So what went wrong at Conviviality – apart from a string of profit warnings, chief executive Diana Hunter stepping down, a £30 million tax bill and an abortive £125m capital-raising that failed to produce sufficient investor support?
Over-expansion rings true, with the company’s reach exceeding its grasp. Ms Hunter, a former Waitrose director who had been the boss since 2013 and steered the group’s flotation that year, oversaw a string of acquisitions, including Wine Rack, Matthew Clark and Bibendum. Bit between the teeth, Conviviality also took on newsagent chain Central Convenience from Palmer & Harvey earlier this year.
Hindsight perfects all, but the acquisition flurry now looks ambitious, which is often a business euphemism for unrealistic. There are always integration challenges with acquisitions so better to space them out.
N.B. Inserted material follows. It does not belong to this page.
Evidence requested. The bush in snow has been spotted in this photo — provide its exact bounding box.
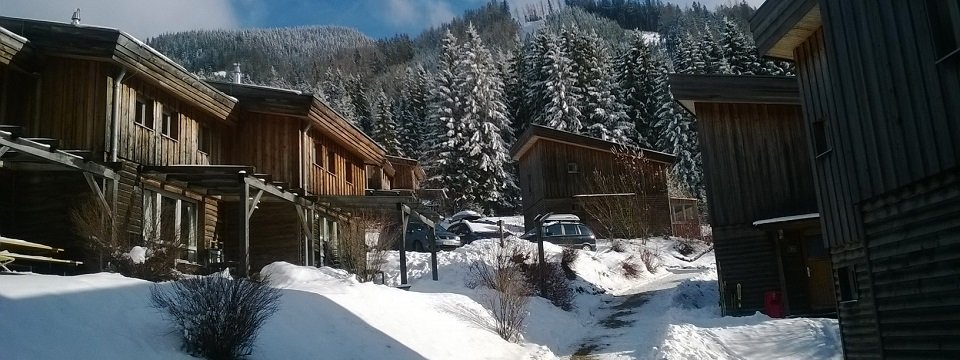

That’s apart, in Conviviality’s case, from worrying debt accumulation and profit margins being squeezed due to higher import prices on the back of sterling’s post-brexit vote weakness.
Add to the distressed cocktail additional costs like the living wage, mixed with consumer caution for much of the past 18 months, and you can see Conviviality faced a plethora of pressures.
But it is ill-conceived headstrong management decisions that often turn generic pressures into a company-specific death spiral.